By George Linn.

Last week hundreds of retired public employees gathered in Southern California for the Retired Public Employees’ Association of California (RPEA) bi-annual General Assembly. The five day event joined retired public employees from around the state to discuss the many issues affecting pensioners in the state and to elect a new president to spearhead the effort to protect the benefits for all public employees.

This assembly and leadership change comes at a critical time for public retirees as pensions continue to be the topic of discussion, and misplaced criticism, in California and across the nation.

RPEA is the association in charge of protecting and enhancing retirement benefits for all public employees who receive their pension or health benefits from the California Public Employees’ Retirement System (CalPERS).

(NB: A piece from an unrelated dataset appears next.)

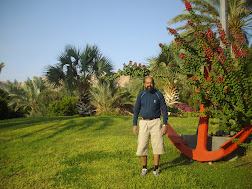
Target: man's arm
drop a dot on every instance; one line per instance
(164, 112)
(136, 113)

Public employees are an important piece of the puzzle that makes up California’s economy. Unfortunately the portrayal of CalPERS and its retirees is often misconstrued as wealthy pensioners living in the lap of luxury; and nothing could be further from the truth.

Public retirees, like our RPEA members, are a significant part of California’s economy. Not only did many of them dedicate their lives working to improve California’s schools, roads, and increase public safety; they continue to be significant contributors to the economic strength of California.

Many RPEA retirees do not receive employer-paid health care, and many do not receive Medicare benefits nor social security. For the most part, public retirees are being asked to live on modest incomes that fall far short of lavish.

Seventy-four percent of CalPERS retirees receive less than $36,000 per year. The average monthly retirement allowance for all CalPERS retirees is $2,000, and some receive even less. Many public retirees do not receive Social Security benefits because their employers do not participate in the program.

In addition to the moderate pensions that the majority of CalPERS retirees receive, a new study released by CalPERS shows a significant return on money paid to our retirees. It is reported that for every dollar spent on pensions, $10.85 is returned directly to the state.

Pension checks generate over $30 billion dollars in income taxes, sales taxes, and support tens of thousands of jobs.

While pension reform continues to be a hot topic issue for many, a new CalPERS study shows that eliminating public pensions is not the right step for California.

If CalPERS were to be eliminated, California would lose the $30.4 billion of economic activity it currently supports. This would create a budget hole that would fall on the back of taxpayers in the form of higher taxes and unemployment benefits due to the loss of thousands of jobs.

Public employees are not the cause of the problems in California. The continuous blame being placed on them and CalPERS needs to stop and I am ready to lead a new era of RPEA.